The study of networks has exploded in recent years. One of the more important discoveries is that many networks share common growth patterns. So if researchers grow a model network at random using these rules, the model will have the same topological structure as the network under study
For example, the world wide web tends to grow according to a process known as preferential attachment in which new links to a page depend on the number it already has (otherwise known as the rich get richer effect).
By contrast, the growth of networks associated with protein interactions in cells is best described by another process known as “duplication-mutation with complementarity”. Here new nodes become copies of old ones by connecting to all their neighbours, then a process of mutation occurs in which connections can be removed.
And social networks tend to grow according to the same model that describes the way forest fires spread.
That has given network specialists all kinds of insights into network dynamics, how they evolve, the relative importance of specific nodes, how communities change over time and how information propagates through them.
But this information is entirely generic rather than specific to a real network. So a snapshot of the Last.fm social network will tell you who the central players are now and the forest fire model will give you an idea of how this structure evolved. But ask who the central players were three years ago, given the structure that exists today, and network scientists will scratch their feet and stare at the floor.
Now that looks set to change thanks to a new approach from Saket Navlakha and Carl Kingsford at the University of Maryland at College Park. Instead of using these growth patterns to study how networks evolve, their idea is to look at the process in reverse.
“Instead of growing a random network forward according to an evolutionary model, we decompose the actual observed network backwards in time, as dictated by the model,” they say. “The resulting sequence of networks constitute a model-inferred history of the present-day network.” This is network archaeology.
That’s significant because the result depends specifically on the network under investigation, rather than solely on the growth model used to generate it.

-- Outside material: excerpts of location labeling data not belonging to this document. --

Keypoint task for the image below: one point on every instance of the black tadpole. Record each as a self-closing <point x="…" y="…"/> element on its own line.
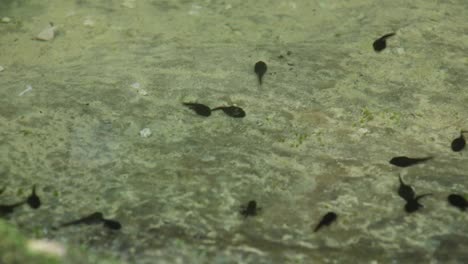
<point x="6" y="209"/>
<point x="458" y="201"/>
<point x="200" y="109"/>
<point x="260" y="69"/>
<point x="33" y="200"/>
<point x="381" y="43"/>
<point x="327" y="219"/>
<point x="112" y="224"/>
<point x="250" y="209"/>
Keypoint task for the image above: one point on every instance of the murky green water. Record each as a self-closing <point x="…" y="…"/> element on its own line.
<point x="317" y="137"/>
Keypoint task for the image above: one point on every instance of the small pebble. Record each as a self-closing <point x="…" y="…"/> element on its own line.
<point x="145" y="132"/>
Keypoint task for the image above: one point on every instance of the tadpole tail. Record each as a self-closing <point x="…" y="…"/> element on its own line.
<point x="318" y="227"/>
<point x="388" y="35"/>
<point x="217" y="108"/>
<point x="421" y="196"/>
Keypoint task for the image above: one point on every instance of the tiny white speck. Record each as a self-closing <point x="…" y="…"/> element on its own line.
<point x="145" y="132"/>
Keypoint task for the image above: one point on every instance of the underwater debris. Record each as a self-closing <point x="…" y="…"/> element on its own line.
<point x="459" y="143"/>
<point x="381" y="43"/>
<point x="327" y="219"/>
<point x="200" y="109"/>
<point x="260" y="69"/>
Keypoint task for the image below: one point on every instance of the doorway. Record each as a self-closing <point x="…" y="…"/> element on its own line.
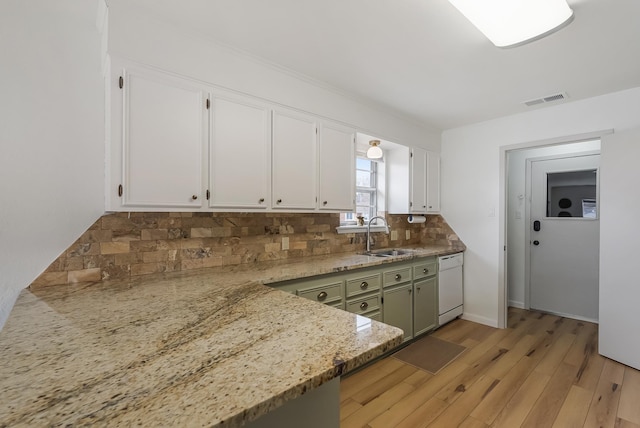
<point x="517" y="224"/>
<point x="564" y="235"/>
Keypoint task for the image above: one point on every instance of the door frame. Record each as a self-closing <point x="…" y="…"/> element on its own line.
<point x="527" y="210"/>
<point x="502" y="219"/>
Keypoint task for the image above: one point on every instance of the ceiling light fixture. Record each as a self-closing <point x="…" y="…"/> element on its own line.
<point x="510" y="23"/>
<point x="374" y="152"/>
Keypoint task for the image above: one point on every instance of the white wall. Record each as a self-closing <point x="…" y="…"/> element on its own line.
<point x="153" y="43"/>
<point x="619" y="252"/>
<point x="51" y="142"/>
<point x="516" y="227"/>
<point x="470" y="183"/>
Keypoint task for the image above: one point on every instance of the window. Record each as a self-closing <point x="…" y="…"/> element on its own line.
<point x="366" y="192"/>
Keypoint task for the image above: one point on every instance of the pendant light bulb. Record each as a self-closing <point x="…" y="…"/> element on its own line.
<point x="374" y="152"/>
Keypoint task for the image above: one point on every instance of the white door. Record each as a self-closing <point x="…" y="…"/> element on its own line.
<point x="564" y="236"/>
<point x="240" y="153"/>
<point x="294" y="160"/>
<point x="337" y="168"/>
<point x="165" y="132"/>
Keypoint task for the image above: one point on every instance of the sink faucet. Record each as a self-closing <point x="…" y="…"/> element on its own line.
<point x="386" y="229"/>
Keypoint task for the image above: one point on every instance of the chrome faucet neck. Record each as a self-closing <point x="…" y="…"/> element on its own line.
<point x="386" y="228"/>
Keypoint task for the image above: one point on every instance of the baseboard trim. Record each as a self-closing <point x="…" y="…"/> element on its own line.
<point x="516" y="304"/>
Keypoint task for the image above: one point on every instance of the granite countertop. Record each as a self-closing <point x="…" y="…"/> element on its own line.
<point x="211" y="347"/>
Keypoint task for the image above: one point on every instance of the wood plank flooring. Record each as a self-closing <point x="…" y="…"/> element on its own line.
<point x="542" y="371"/>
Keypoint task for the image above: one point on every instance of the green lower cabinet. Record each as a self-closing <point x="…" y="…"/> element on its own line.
<point x="398" y="308"/>
<point x="425" y="305"/>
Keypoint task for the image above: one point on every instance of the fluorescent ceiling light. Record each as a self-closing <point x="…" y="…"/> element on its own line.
<point x="509" y="23"/>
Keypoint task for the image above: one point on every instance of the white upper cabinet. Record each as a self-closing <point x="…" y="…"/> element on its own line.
<point x="413" y="181"/>
<point x="433" y="182"/>
<point x="294" y="148"/>
<point x="418" y="182"/>
<point x="336" y="168"/>
<point x="239" y="167"/>
<point x="164" y="133"/>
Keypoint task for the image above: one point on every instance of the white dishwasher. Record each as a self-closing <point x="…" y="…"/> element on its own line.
<point x="450" y="295"/>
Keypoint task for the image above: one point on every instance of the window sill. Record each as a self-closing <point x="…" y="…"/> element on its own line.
<point x="359" y="229"/>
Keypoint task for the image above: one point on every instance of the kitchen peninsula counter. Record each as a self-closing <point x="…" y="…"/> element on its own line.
<point x="212" y="347"/>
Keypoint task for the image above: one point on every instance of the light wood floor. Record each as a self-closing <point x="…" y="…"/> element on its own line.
<point x="542" y="371"/>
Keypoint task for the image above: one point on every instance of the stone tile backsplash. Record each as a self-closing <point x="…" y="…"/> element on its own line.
<point x="122" y="245"/>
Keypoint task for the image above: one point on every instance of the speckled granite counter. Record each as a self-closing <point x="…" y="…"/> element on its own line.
<point x="213" y="347"/>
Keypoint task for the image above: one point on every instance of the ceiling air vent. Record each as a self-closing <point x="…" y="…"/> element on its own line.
<point x="547" y="99"/>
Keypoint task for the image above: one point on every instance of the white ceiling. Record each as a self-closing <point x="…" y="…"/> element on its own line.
<point x="422" y="58"/>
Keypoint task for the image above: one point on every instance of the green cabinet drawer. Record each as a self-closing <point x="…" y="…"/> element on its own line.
<point x="396" y="276"/>
<point x="425" y="270"/>
<point x="364" y="305"/>
<point x="327" y="293"/>
<point x="363" y="284"/>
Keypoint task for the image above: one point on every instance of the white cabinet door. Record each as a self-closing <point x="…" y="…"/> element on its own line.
<point x="239" y="166"/>
<point x="433" y="182"/>
<point x="294" y="160"/>
<point x="337" y="168"/>
<point x="418" y="203"/>
<point x="165" y="129"/>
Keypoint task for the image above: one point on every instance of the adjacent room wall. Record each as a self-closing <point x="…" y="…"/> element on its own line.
<point x="51" y="144"/>
<point x="471" y="161"/>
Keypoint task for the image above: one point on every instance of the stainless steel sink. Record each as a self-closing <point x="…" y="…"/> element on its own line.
<point x="388" y="253"/>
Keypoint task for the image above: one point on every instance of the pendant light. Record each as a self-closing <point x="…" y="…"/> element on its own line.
<point x="510" y="23"/>
<point x="374" y="152"/>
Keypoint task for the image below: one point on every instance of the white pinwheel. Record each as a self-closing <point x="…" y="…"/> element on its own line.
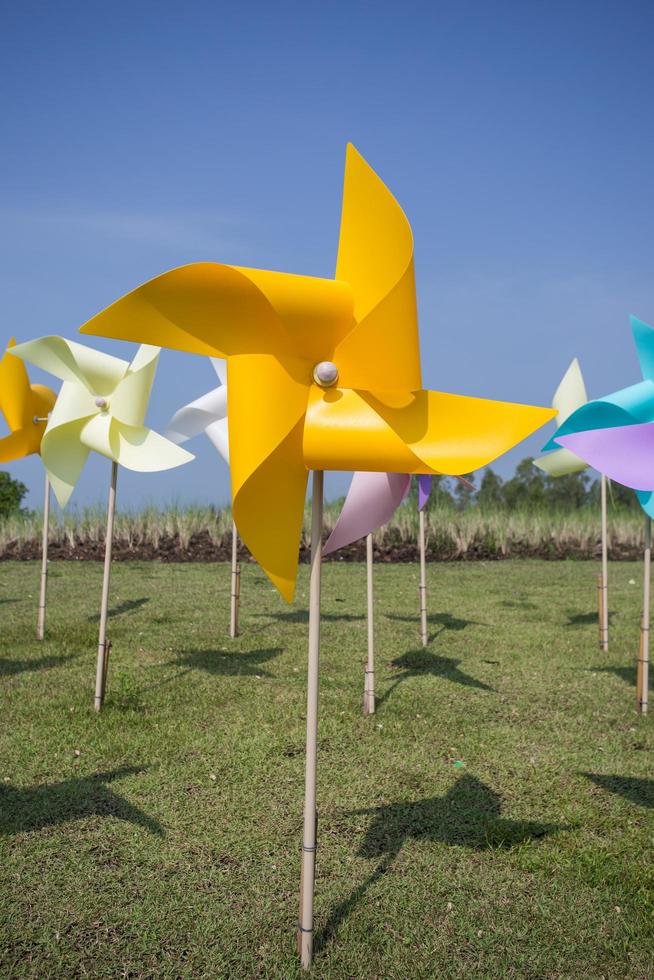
<point x="206" y="414"/>
<point x="100" y="408"/>
<point x="568" y="397"/>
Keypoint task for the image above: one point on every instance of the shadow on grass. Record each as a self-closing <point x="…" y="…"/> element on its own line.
<point x="586" y="619"/>
<point x="23" y="810"/>
<point x="640" y="791"/>
<point x="625" y="673"/>
<point x="524" y="604"/>
<point x="9" y="667"/>
<point x="302" y="616"/>
<point x="444" y="620"/>
<point x="226" y="664"/>
<point x="418" y="663"/>
<point x="128" y="606"/>
<point x="469" y="815"/>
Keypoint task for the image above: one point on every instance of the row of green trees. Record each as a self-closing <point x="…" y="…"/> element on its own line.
<point x="528" y="489"/>
<point x="12" y="493"/>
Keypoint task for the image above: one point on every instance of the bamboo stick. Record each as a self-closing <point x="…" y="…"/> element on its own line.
<point x="643" y="660"/>
<point x="40" y="625"/>
<point x="369" y="675"/>
<point x="307" y="885"/>
<point x="236" y="586"/>
<point x="423" y="582"/>
<point x="604" y="623"/>
<point x="101" y="667"/>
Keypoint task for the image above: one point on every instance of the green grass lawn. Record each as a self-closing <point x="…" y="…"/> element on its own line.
<point x="494" y="818"/>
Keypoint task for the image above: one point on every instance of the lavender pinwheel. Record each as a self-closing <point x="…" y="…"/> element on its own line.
<point x="615" y="434"/>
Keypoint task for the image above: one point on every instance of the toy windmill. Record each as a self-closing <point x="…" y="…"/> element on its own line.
<point x="371" y="501"/>
<point x="208" y="415"/>
<point x="568" y="397"/>
<point x="100" y="408"/>
<point x="26" y="408"/>
<point x="615" y="435"/>
<point x="322" y="374"/>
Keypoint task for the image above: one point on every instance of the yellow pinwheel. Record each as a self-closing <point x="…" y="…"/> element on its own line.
<point x="323" y="373"/>
<point x="101" y="408"/>
<point x="24" y="406"/>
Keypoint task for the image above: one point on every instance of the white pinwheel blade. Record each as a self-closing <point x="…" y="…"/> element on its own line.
<point x="94" y="370"/>
<point x="571" y="393"/>
<point x="370" y="503"/>
<point x="220" y="367"/>
<point x="100" y="434"/>
<point x="561" y="462"/>
<point x="195" y="418"/>
<point x="130" y="399"/>
<point x="145" y="451"/>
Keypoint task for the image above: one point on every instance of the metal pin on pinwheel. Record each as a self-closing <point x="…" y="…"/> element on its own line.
<point x="208" y="415"/>
<point x="25" y="408"/>
<point x="323" y="374"/>
<point x="615" y="435"/>
<point x="568" y="397"/>
<point x="100" y="408"/>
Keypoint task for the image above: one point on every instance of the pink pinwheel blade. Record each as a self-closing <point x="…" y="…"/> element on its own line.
<point x="424" y="489"/>
<point x="624" y="453"/>
<point x="371" y="501"/>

They go on to show the power of this idea by inferring the history of several networks. For example, they are able to accurately estimate the time at which users of last.fm joined the network simply by looking at the structure today.
Navlakha and Kingsford quite rightly point out that the possibility of inferring past behaviour from current network structures raises certain privacy issues. These will now need to be addressed by the owners this data.
Perhaps the most important application of network archaeology will be in biology. Over the last few years, molecular biologists have been painstakingly mapping the networks formed by protein interactions in cells. These give a snapshot of the way these networks have evolved.
In principle, comparing the networks of closely related species should give some insight into how they evolved. For example, a search for common structures should reveal ancestral subnetworks. That’s useful but it does not show how the process of evolution.
Network archaeology should provide new insight. Navlakha and Kingsford demonstrate it by taking the network of protein-protein interactions in baker’s yeast and essentially “playing the tape backwards” according to the rules of “duplication-mutation with complementarity”.
They discovered they were able to determine the age of proteins, ie how long it has been since they first entered the network. They were also able to work out how the proteins were duplicated and mutated in the past, or, in other words, how they evolved.
That’s a powerful tool that is likely to generate some interesting new insights into the process of evolution, not to mention the history of the networks. Expect to hear a lot more about it.